As guest editor for this issue of ChinaSource Quarterly, I am very pleased that we are able to offer a number of articles from different perspectives that will help us understand the role of “Confucianism”—broadly defined—in China today, how Christians have tried to relate to this dominant strain of Chinese society and culture in the past, and how they might do so productively in the future.

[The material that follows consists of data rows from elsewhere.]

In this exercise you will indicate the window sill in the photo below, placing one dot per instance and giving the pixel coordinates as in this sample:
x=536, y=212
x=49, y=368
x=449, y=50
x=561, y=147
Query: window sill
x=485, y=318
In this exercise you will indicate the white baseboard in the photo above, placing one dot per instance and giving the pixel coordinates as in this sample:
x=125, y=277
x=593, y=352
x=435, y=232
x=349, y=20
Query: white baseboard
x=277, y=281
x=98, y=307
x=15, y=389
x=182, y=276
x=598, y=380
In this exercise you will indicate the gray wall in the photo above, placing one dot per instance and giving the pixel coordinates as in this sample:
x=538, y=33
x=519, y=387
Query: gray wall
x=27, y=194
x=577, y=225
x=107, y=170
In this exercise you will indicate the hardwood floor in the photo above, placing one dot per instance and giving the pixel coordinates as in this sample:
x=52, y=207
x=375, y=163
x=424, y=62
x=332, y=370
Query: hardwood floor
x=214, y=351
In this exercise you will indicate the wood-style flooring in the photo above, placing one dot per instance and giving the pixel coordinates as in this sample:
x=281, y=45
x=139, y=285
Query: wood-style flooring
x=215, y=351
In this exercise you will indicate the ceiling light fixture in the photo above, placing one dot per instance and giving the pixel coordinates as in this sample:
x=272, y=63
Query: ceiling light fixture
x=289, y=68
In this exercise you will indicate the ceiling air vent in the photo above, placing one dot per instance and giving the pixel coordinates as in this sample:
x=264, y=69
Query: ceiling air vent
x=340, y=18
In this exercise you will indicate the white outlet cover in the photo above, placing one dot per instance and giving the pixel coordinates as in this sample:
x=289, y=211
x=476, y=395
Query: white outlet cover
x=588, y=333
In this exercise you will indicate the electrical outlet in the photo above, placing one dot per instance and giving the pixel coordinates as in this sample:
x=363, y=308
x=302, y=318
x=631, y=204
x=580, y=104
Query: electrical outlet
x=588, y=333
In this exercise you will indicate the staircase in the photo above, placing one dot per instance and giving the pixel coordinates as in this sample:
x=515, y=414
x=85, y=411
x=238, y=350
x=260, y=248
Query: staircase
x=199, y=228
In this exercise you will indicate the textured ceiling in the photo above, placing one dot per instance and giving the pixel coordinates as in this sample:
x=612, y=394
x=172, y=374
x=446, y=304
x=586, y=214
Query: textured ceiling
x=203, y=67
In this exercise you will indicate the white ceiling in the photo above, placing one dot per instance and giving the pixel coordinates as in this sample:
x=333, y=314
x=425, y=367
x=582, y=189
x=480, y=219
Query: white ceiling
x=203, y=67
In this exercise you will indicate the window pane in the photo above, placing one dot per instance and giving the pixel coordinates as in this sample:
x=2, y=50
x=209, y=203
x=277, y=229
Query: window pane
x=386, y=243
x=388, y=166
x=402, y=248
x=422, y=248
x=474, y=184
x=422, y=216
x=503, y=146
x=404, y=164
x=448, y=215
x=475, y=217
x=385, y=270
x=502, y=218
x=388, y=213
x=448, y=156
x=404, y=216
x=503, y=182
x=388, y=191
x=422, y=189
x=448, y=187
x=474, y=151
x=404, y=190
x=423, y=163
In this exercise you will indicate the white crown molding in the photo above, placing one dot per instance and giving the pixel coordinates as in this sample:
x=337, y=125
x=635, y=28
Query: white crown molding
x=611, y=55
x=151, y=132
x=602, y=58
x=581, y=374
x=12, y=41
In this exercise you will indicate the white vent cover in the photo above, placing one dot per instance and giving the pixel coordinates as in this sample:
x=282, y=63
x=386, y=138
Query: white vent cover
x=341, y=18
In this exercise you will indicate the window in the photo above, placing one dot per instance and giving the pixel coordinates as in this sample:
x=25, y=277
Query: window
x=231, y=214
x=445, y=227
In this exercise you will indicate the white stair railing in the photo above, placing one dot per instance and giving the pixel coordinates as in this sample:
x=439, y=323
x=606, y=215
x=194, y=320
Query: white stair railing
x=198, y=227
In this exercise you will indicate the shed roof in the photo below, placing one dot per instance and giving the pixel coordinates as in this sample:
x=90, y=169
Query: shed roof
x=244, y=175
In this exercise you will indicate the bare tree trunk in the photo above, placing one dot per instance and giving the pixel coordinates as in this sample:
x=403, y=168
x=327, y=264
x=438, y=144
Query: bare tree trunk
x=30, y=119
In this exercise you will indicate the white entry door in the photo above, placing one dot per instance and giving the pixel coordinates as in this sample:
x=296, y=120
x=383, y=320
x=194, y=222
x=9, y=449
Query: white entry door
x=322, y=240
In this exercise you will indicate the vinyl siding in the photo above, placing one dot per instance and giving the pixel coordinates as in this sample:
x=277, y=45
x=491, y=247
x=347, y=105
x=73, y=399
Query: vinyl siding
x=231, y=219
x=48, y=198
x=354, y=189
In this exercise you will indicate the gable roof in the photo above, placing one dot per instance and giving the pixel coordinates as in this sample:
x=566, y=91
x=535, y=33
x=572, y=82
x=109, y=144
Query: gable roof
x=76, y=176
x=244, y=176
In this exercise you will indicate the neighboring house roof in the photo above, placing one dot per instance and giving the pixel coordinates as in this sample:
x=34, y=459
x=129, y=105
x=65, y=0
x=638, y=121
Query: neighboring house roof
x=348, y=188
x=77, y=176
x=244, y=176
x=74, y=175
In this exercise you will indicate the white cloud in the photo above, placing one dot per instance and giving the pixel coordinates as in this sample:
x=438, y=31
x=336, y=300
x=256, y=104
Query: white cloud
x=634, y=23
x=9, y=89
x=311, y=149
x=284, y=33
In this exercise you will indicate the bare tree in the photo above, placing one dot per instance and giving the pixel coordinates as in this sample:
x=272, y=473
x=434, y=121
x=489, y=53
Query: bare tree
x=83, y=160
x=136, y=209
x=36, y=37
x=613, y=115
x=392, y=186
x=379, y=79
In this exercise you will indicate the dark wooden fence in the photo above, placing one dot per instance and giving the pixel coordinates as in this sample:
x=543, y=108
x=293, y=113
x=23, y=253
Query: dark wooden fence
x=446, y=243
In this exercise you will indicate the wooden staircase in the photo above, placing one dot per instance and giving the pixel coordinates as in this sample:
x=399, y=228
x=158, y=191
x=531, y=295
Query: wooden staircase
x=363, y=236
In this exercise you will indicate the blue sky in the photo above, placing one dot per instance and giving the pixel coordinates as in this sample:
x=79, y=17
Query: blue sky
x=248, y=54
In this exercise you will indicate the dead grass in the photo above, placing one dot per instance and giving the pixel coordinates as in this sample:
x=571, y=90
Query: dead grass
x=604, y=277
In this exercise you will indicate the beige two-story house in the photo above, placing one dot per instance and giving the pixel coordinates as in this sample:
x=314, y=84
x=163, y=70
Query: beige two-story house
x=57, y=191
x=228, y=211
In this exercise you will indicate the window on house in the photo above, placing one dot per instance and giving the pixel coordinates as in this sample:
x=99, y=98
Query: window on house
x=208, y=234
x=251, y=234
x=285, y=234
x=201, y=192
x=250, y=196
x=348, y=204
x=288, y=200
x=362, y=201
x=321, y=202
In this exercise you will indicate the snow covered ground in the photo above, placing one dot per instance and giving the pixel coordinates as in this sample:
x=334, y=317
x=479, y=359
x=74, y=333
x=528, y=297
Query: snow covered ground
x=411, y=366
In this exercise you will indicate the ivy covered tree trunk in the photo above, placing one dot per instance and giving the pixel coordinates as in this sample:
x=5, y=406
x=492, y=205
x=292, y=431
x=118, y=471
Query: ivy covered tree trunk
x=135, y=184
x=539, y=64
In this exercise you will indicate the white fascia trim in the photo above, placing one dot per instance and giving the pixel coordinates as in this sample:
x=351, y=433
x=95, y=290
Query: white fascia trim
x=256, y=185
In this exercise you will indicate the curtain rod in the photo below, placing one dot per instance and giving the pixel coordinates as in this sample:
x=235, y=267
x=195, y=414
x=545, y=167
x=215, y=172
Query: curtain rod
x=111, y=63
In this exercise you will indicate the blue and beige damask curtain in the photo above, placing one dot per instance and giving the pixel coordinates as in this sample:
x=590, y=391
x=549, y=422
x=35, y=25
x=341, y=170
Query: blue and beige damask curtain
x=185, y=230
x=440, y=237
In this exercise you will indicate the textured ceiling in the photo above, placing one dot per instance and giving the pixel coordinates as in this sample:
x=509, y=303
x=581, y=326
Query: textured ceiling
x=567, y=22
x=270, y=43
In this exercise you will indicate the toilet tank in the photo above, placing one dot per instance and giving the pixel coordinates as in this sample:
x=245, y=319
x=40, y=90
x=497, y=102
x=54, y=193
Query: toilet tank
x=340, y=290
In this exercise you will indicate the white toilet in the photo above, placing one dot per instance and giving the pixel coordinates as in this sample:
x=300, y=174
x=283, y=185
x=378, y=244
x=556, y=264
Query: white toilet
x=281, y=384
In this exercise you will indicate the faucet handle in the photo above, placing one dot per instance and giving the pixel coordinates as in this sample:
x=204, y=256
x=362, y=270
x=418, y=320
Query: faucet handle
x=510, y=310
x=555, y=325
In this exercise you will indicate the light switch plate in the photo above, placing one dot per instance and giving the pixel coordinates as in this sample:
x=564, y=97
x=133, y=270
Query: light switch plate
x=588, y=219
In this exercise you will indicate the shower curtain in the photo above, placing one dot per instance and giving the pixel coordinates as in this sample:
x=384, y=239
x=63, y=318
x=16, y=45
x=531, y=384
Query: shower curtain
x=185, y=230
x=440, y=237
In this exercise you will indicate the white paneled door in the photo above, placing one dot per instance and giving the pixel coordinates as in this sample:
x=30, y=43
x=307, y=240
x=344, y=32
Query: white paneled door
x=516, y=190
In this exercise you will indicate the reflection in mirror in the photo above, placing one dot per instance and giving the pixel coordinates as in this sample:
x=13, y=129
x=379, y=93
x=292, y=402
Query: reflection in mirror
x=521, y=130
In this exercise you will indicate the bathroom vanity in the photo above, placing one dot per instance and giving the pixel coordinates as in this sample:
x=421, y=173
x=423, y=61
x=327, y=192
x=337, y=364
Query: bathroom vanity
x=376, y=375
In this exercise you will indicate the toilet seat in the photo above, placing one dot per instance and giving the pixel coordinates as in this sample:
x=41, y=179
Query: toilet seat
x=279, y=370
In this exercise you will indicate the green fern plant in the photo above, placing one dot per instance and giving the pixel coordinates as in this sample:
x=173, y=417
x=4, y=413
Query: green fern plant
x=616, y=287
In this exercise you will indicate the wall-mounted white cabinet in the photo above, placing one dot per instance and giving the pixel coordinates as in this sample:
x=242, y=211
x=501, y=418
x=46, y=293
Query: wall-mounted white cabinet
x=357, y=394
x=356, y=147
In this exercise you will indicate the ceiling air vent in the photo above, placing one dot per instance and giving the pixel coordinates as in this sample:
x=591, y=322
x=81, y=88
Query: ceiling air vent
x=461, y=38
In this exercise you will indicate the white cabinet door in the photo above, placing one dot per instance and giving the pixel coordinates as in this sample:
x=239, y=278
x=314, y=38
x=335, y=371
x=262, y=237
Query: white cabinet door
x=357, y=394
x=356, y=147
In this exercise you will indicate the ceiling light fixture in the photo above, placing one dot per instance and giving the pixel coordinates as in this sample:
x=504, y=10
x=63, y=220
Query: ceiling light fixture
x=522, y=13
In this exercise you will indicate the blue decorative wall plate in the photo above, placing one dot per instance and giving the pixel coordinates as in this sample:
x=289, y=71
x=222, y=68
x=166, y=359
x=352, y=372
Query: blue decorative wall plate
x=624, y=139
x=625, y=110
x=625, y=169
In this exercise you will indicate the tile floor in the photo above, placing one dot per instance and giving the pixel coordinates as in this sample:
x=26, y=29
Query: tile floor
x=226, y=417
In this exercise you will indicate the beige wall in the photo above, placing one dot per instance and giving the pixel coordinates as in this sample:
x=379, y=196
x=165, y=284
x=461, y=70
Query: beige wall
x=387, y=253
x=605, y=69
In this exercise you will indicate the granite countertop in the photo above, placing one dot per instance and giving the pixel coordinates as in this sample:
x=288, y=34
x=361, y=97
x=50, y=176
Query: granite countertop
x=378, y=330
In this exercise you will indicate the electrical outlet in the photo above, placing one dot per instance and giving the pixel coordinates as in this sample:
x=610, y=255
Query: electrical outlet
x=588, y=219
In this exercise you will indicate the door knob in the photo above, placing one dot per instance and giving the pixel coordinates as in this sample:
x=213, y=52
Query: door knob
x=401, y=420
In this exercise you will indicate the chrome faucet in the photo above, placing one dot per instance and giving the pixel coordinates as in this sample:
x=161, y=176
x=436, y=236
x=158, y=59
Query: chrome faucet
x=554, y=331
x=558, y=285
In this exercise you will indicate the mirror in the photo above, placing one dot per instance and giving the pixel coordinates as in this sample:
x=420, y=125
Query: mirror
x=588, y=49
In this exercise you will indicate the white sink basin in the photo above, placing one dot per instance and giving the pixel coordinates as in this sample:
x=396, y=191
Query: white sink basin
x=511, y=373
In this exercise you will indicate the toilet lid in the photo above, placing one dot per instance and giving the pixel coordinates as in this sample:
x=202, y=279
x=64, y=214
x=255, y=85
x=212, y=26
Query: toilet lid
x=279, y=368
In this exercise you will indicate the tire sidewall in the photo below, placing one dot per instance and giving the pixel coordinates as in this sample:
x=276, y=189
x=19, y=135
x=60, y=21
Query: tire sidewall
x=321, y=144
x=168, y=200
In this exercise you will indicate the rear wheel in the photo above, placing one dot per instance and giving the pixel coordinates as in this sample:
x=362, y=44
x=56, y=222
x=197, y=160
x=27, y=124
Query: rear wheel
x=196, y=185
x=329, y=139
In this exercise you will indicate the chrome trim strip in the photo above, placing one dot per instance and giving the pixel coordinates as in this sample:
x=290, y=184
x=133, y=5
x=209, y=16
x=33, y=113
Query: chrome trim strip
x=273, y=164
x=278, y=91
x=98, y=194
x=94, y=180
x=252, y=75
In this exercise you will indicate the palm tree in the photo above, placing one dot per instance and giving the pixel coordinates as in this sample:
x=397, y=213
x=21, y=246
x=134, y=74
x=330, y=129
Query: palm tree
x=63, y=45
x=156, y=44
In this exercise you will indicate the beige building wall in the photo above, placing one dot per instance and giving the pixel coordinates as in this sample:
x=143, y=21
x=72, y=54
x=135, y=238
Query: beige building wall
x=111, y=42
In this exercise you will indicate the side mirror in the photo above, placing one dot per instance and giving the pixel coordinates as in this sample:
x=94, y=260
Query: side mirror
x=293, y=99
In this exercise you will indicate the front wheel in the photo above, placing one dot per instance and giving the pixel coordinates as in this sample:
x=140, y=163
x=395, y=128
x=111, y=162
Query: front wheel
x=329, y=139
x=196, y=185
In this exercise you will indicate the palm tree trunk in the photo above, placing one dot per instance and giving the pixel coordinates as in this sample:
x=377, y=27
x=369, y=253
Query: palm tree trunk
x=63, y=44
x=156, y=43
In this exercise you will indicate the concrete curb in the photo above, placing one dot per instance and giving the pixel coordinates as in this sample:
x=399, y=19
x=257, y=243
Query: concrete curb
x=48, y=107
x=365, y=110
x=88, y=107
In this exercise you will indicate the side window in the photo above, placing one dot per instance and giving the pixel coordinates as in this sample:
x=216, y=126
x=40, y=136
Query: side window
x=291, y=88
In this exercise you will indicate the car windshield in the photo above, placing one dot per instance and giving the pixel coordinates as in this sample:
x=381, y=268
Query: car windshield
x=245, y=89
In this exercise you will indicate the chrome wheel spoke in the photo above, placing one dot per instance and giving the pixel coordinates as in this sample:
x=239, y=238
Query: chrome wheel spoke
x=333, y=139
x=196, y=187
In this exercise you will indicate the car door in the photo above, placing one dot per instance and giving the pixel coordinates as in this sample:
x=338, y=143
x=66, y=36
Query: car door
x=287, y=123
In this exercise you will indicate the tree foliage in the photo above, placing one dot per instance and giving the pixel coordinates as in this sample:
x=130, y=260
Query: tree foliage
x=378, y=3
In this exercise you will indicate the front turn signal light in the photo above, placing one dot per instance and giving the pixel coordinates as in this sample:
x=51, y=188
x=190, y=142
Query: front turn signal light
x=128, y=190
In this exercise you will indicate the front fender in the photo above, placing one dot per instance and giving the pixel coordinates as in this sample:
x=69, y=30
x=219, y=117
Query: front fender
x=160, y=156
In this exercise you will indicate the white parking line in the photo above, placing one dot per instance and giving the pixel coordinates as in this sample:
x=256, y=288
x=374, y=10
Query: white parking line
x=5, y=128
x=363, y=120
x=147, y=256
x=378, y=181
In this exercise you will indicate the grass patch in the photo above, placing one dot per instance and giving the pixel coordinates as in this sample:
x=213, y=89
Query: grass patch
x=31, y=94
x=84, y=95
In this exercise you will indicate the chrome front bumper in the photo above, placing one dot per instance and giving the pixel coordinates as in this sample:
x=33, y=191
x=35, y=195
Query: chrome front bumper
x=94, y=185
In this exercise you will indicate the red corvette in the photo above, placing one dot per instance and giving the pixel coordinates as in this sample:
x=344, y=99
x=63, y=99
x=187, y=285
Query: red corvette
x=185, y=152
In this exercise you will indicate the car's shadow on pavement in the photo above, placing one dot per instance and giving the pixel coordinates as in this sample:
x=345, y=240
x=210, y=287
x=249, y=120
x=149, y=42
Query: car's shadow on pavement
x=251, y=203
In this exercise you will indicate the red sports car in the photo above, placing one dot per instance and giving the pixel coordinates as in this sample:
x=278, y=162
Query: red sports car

First, we need to realize that there are, and always have been, several kinds of “Confucianism,” which some scholars would rather term “Ruism.” Despite broad agreement on some essential themes, “Confucianists” (“Ruists”) have always differed among themselves on rather important questions. Likewise, Christians have never been unified in their approaches to Confucianism but have exhibited varying attitudes of accommodation and rejection toward it.
These two sorts of variety will be evident in the articles featured in this issue. We shall see brief snapshots of Confucianism from different angles and will encounter several types of Christian approach, both in the past and today.
What, then, is “Confucianism” (or “Ruism”)? Is it the teachings of Confucius alone? Hardly ever does it appear in this pristine version; almost always, Mencius’s writings and two other classics come under the umbrella of essential Confucianism. In the early centuries after Confucius, competing schools of thought vied for supremacy in society and in official recognition. Eventually, the emphasis upon human nature as basically good became the “orthodox” position, up until very recently. Actually, the Chinese term for this broad school of thought is rujia (the “scholarly tradition”), while “Confucius” is the Latinized name given by the Jesuits to Kongzi, Master Kong.
This tradition has always emphasized “the person and human relationships in this world,” and thus “personal well-being, family harmony, social solidarity, political unity, and universal peace.” The family stands at the center, but the state was strongly endorsed, especially the ruler. Obedience to authority at all levels received primary emphasis. Confucianism has always been thoroughly humanistic, stressing human action and focused totally on this world.
During the Chinese Middle Ages, however, Buddhism and Daoism, which had made inroads into the previous monopoly of Confucianism, injected it with new ideas, and what had been basically an ethical philosophy developed into a highly complex worldview, complete with a sophisticated cosmology, ontology and psychology, creating what came to be known as Neo-Confucianism.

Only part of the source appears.